Orphan Market Exclusivity

Orphan drugs are drugs intended for the treatment of a rare disease (a disease occurring in 5 or fewer patients per 10,000 EU inhabitants). Under normal market conditions, there is low economic incentive for pharmaceutical companies to develop drugs intended for such a small number of patients. Consequently, only 5% of rare diseases get appropriate treatment. The 7000 rare diseases lacking treatment is an important public health issue.

The European Orphan Medicinal Products Regulation (2000) aims to stimulate the development of products to diagnose or treat rare diseases, by awarding 10 years of market exclusivity to new orphan medicines. This protects pharmaceutical companies from competition from similar medicines with similar indications, which cannot be marketed during the exclusivity period, by granting them a 10-year monopoly. Read more about this here.

As a result of the Orphan Medicines Regulation the number of orphan drugs registered in the EU increased from 8 in 2000 to 169 in 2019. However, there are still huge access problems stemming from poor availability and affordability of orphan drugs, and thousands of rare diseases still lack an effective cure. The Regulation was intended for new orphan drugs, but companies also use the system to ‘repurpose’ old drugs, for which they also get 10 years of market exclusivity in the EU. As a result, companies can charge exorbitantly high prices, raising the cost of orphan drugs constantly. Read more about this here.

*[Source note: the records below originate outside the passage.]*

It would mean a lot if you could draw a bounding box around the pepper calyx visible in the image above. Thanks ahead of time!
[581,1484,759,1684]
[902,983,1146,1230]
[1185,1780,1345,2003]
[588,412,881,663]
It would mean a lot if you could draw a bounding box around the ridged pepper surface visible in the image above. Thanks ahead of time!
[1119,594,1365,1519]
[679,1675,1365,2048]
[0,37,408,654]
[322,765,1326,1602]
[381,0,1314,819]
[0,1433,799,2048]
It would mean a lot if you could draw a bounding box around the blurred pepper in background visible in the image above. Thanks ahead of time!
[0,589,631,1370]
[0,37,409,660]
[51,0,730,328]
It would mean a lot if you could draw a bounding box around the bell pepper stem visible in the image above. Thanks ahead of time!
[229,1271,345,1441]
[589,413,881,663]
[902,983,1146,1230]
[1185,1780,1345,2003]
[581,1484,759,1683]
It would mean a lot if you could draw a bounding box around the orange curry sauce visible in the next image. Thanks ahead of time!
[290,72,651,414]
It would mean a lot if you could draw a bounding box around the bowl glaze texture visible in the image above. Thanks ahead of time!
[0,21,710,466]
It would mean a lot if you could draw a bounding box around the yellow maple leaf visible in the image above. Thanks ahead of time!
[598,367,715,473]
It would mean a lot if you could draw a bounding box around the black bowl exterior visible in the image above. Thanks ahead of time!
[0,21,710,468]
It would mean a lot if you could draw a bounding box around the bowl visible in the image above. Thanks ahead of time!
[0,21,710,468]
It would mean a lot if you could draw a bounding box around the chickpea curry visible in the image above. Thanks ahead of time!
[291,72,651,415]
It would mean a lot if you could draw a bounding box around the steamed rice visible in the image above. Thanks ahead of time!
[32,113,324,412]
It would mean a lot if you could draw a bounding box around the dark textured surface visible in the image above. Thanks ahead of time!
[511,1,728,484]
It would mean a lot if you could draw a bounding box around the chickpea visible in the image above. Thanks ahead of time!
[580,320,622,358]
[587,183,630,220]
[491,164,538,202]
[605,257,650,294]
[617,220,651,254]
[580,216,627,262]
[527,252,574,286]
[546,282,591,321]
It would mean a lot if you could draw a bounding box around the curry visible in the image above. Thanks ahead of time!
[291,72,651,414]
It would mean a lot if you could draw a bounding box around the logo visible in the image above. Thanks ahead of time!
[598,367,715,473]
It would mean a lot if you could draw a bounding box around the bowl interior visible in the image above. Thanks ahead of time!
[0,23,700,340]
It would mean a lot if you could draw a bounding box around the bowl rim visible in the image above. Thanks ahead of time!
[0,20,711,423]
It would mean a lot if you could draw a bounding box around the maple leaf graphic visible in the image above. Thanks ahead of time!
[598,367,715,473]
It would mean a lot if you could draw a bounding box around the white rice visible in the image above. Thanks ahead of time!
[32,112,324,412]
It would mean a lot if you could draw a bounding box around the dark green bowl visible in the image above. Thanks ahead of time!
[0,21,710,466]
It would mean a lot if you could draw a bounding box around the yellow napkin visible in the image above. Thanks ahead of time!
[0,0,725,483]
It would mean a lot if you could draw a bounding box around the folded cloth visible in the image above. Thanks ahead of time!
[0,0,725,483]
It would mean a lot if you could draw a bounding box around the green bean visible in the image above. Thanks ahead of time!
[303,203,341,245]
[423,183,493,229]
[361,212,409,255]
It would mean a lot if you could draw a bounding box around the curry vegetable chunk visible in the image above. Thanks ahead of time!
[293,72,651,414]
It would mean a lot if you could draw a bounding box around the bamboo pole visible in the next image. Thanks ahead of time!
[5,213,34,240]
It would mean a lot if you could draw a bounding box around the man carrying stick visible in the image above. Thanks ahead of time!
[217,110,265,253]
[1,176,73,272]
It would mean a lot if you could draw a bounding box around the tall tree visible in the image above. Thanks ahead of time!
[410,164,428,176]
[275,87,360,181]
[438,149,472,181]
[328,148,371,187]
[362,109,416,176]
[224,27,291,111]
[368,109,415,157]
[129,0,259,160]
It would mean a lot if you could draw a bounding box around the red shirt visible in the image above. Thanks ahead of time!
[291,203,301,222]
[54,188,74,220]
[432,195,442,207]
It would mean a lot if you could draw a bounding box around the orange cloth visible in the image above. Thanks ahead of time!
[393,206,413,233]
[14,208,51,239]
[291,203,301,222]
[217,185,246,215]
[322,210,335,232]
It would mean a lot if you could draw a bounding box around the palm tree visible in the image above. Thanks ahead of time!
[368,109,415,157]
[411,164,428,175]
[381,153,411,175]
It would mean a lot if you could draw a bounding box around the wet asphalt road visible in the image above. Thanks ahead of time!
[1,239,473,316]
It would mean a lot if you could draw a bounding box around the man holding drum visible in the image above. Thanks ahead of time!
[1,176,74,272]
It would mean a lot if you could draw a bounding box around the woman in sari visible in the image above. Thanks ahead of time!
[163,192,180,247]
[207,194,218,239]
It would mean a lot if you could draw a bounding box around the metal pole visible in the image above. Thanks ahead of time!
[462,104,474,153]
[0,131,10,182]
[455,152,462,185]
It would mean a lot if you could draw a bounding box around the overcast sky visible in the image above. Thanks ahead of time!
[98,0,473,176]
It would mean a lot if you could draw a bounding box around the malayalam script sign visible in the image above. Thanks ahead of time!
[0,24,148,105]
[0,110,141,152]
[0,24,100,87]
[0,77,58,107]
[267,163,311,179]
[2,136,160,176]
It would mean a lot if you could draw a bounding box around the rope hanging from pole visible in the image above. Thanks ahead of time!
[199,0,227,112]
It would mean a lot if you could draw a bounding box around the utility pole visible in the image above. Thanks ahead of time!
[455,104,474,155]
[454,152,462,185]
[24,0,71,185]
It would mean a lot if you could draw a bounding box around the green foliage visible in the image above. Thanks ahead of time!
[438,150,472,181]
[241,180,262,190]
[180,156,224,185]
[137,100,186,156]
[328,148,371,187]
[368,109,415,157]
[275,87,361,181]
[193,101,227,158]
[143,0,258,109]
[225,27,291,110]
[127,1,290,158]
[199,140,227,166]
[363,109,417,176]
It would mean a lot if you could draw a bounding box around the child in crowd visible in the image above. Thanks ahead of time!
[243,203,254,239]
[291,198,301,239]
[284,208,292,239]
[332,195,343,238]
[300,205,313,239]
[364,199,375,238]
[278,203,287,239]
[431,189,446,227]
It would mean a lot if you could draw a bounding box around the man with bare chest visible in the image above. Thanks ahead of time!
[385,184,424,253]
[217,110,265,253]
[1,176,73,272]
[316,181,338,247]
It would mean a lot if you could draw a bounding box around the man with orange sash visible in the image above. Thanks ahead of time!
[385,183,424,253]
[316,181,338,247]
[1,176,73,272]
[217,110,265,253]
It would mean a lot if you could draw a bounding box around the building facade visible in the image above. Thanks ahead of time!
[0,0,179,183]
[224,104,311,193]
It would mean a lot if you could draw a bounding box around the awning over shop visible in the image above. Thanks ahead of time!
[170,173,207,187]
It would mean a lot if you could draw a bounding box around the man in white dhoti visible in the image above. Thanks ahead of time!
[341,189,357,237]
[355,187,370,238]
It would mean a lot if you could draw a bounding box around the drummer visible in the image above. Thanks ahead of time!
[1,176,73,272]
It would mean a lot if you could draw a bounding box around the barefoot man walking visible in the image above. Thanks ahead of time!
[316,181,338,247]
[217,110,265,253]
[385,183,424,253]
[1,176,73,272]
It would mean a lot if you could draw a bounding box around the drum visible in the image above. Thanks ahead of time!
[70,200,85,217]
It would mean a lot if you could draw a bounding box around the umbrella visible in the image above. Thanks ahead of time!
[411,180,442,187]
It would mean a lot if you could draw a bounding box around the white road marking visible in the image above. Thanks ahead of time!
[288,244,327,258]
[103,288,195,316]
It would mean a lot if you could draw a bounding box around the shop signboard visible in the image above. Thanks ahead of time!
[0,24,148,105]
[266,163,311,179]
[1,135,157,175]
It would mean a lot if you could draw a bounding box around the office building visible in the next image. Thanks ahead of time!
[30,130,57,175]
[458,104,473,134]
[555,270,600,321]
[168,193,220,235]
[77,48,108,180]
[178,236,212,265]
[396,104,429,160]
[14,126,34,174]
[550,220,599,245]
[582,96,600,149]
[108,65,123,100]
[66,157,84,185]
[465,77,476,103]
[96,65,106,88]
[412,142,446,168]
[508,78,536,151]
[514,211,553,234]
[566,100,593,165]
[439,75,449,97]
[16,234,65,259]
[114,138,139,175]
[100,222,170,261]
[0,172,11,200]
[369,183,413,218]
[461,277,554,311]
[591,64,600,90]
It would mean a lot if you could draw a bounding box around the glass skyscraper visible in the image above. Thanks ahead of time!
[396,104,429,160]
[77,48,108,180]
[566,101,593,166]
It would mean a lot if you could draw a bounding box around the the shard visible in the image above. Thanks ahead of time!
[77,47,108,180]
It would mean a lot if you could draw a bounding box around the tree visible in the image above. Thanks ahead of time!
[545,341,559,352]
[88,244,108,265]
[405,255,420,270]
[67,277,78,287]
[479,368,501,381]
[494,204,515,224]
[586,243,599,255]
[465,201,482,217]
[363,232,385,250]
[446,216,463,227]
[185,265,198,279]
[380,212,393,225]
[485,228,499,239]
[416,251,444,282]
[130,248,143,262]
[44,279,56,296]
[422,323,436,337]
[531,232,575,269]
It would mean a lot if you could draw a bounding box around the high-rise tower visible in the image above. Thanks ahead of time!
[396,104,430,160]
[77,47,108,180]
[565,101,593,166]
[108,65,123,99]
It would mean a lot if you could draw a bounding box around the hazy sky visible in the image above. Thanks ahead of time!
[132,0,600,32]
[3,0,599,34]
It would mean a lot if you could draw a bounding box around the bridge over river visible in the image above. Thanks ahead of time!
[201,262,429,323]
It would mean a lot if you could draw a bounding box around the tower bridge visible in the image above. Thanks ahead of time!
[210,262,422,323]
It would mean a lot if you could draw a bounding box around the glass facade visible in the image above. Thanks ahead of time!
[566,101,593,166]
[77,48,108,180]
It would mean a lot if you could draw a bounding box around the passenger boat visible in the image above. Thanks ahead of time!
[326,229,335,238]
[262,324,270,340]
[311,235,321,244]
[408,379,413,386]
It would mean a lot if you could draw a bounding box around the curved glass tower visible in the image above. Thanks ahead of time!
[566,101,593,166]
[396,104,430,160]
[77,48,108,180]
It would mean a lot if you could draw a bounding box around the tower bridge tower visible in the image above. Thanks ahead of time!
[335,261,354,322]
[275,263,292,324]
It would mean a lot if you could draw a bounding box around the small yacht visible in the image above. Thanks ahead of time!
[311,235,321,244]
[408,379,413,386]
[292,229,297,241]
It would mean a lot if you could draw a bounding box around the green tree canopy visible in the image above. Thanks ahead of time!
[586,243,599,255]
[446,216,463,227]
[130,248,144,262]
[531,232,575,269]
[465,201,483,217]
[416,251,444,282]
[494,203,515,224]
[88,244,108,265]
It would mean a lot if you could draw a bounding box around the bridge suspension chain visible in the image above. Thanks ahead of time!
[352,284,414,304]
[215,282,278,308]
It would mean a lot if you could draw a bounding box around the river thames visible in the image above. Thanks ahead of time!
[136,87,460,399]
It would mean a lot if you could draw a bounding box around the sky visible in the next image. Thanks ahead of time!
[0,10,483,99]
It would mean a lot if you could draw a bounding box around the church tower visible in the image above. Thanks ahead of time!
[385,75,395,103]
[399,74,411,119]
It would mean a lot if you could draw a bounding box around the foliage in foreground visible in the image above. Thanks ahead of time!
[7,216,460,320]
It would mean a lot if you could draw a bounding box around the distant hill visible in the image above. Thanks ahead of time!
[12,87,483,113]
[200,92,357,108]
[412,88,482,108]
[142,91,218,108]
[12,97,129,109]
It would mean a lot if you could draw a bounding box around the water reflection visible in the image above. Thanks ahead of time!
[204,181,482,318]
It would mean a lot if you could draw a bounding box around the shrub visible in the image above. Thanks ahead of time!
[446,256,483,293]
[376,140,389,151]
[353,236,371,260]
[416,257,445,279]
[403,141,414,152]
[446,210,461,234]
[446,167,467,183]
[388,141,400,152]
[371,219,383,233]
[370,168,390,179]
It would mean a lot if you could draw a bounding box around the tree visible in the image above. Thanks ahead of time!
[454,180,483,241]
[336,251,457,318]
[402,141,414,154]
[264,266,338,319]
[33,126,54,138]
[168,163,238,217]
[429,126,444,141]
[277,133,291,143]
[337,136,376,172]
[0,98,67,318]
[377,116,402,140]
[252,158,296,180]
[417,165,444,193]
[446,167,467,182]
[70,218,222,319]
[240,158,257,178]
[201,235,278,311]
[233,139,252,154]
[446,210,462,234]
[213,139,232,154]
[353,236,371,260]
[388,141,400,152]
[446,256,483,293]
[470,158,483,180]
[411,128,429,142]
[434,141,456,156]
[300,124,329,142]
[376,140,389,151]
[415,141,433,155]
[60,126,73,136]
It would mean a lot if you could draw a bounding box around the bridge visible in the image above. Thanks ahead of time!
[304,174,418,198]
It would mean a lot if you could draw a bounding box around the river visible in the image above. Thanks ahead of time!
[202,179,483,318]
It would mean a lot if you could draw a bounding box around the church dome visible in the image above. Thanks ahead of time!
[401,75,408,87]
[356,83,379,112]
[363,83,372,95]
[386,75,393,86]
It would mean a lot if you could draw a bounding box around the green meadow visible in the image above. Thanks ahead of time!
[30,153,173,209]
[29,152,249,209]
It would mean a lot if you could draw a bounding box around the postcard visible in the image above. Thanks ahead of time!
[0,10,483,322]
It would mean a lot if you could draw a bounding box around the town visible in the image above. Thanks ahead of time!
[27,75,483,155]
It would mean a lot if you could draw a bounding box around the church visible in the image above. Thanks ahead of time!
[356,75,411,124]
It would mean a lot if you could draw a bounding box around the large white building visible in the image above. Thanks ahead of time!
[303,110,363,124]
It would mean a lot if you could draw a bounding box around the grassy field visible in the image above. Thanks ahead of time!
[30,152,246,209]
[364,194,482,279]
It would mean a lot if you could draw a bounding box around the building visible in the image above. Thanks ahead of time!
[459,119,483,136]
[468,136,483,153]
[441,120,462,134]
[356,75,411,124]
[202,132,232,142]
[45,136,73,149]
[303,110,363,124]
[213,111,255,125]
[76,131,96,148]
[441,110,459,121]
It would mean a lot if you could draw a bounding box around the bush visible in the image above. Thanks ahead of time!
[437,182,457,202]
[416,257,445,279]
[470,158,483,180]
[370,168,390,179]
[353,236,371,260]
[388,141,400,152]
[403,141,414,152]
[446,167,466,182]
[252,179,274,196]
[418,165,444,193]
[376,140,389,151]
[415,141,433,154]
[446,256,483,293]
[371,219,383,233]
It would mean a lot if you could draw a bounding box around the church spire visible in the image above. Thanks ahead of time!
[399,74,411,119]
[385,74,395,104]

As a result, drugs approved through orphan market exclusivity policies are often inaccessible due to their high price, as a result of pharma companies’ abuse of their dominant market positions. Entry to the market of more affordable generic drugs is further delayed by ‘evergreening’ and ‘repurposing’ old drugs by pharma companies to extend market exclusivity for as long as possible.

What is FTV/PAF doing about this topic?

FTV/PAF have studied the misuse of the Orphan Drug Regulation, and has raised a case with the Dutch Competition Authority (ACM) about the 500x price increase of CDCA Leadiant. See also the mexiletine case.

What can we do about it?

The EU is currently reviewing its Orphan Drug Regulation. This opens an opportunity for fixing some of the issues in the Regulation.